Journalists benefit because there are more people who might care what they have to say. The more people are interested in gaming, and the more walks of life they come from, the higher the number of journalists that the ecosystem can support. As the market grows, niches start to form, and audiences emerge for specialized voices such as Gamers with Jobs and Girl Gamer. The gamers, again, benefit as well, as communities sprout around these anchors allowing the gamers to help each other out with advice and information - seen nowhere more clearly than GameFAQs. The more gamers are out there, the more reviews and walkthroughs will be written for the games about which any given gamer is curious.

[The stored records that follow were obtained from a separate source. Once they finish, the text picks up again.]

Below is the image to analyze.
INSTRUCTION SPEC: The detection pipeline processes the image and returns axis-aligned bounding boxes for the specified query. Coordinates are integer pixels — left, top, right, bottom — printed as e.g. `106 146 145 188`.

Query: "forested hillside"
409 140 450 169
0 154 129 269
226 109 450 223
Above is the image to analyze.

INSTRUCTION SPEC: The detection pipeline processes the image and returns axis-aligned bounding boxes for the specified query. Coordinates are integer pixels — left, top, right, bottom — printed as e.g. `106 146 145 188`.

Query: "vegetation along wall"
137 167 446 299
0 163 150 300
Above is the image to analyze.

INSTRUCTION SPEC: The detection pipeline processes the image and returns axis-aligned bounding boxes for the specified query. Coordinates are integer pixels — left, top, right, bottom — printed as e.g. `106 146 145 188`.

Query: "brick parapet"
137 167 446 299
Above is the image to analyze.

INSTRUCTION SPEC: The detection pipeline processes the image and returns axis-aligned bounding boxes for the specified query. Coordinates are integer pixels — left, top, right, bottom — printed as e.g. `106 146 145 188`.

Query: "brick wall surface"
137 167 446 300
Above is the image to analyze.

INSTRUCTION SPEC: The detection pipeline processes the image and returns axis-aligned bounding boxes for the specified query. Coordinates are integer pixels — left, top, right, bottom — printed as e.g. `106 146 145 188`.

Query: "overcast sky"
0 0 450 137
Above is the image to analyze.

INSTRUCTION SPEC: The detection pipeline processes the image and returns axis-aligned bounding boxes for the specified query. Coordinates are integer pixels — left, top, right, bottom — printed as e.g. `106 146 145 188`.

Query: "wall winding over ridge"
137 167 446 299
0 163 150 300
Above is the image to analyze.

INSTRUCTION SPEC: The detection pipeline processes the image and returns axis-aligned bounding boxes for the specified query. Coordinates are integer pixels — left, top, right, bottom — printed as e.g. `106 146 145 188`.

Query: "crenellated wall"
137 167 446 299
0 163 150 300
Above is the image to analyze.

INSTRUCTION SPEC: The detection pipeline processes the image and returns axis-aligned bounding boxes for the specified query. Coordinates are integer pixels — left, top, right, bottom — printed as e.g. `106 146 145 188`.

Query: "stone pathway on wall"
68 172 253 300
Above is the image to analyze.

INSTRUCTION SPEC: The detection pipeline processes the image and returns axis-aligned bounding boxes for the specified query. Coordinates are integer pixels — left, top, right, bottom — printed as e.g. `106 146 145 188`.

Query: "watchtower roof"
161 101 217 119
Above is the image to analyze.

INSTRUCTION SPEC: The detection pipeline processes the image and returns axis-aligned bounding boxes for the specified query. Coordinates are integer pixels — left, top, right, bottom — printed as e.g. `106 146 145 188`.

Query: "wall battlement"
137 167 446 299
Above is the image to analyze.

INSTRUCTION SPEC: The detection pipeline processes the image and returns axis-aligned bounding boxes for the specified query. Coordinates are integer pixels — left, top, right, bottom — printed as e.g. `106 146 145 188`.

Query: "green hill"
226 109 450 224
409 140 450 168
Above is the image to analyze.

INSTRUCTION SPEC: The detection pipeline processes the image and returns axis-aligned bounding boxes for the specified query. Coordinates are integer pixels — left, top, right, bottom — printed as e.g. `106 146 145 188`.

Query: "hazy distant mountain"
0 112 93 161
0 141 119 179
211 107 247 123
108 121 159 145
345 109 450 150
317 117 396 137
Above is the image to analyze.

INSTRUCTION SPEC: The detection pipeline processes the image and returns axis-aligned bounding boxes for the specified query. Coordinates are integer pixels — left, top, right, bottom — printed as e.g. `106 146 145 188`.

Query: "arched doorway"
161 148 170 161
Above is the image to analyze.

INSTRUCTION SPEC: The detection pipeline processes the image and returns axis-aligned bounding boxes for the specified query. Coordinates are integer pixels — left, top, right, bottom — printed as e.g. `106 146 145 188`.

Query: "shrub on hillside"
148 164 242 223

Gamers benefit most of all, and not just from the increased range of games and game commentary provided by the developers and journalists. The more gamers there are, the less marginalized are all gamers. To paraphrase the Game Overthinker in his video essay Violence is Golden: the more people call themselves gamers, the less gamers are seen as a frightening Other. The soccer mom who, thanks to the recent efforts of the Wii, knows videogames as a source of family fun and exercise, is less likely to buy into whatever anti-videogame bile is being loudly spewed by Jack Thompson or his successors. She is less likely to call her congressperson and demand support for strict videogame censorship.
One more time: More gamers is better! Anything that makes videogames more accessible is good news, and cause for celebration.
With that in mind, let's take a look at another recent experiment in accessibility.
Bayonetta features five difficulty levels, with Normal in the middle, and Easy and Very Easy below it. On the two Easy levels, the player can use something called "Automatic" mode, which ups the player assistance to the point where the game can be played one-handed with a single button, though the player can jump in and control the action more directly any time they wish.
Here's what Bayonetta's director Hideki Kamiya has to say about it:
"So even if you are a hardcore user or an absolute beginner, I hope you are all looking forward to getting your hands on a controller and seeing what it feels like to dive into the tempest of violence that is Automatic Bayonetta."
—Hideki Kamiya, VERY EASY AUTOMATIC
And here's Wired's commentary:
"How much of a bummer would it be to make a game, especially one that like Bayonetta is full of nutty visuals and crazy fights, and only have your hard work experienced by a tiny part of the gaming audience?
But most importantly, there’s the idea of accessibility. Gamers with handicaps are frequently overlooked. Some must build and mod their own controllers to experience games — and still many popular games are way too unforgiving for them play. Thanks to 'Very Easy Automatic' many more will be able to experience Bayonetta. That’s something."
—Gus Mastrapa, Bayonetta's 'Very Easy' Mode Means Disabled Can Play
Many gamers react to Automatic mode with confusion, not seeing the point of a style of gameplay that they have no interest in. But Automatic mode, like Easy modes in general, isn't for them. To see the point of it, they must step outside of their own perspectives. They must remember the gamers with only one hand, the gamers who have never before touched an action game, the gamers who cannot possibly react quickly or precisely enough to beat Bayonetta unassisted. Automatic mode is for these gamers: it opens the door and welcomes them in, instead of scaring them off or shutting them out.
So. How much "easy" should there be in games? As much as humanly possible. It doesn't matter if we ourselves would never, ever touch that Win button. We should still want it to be there.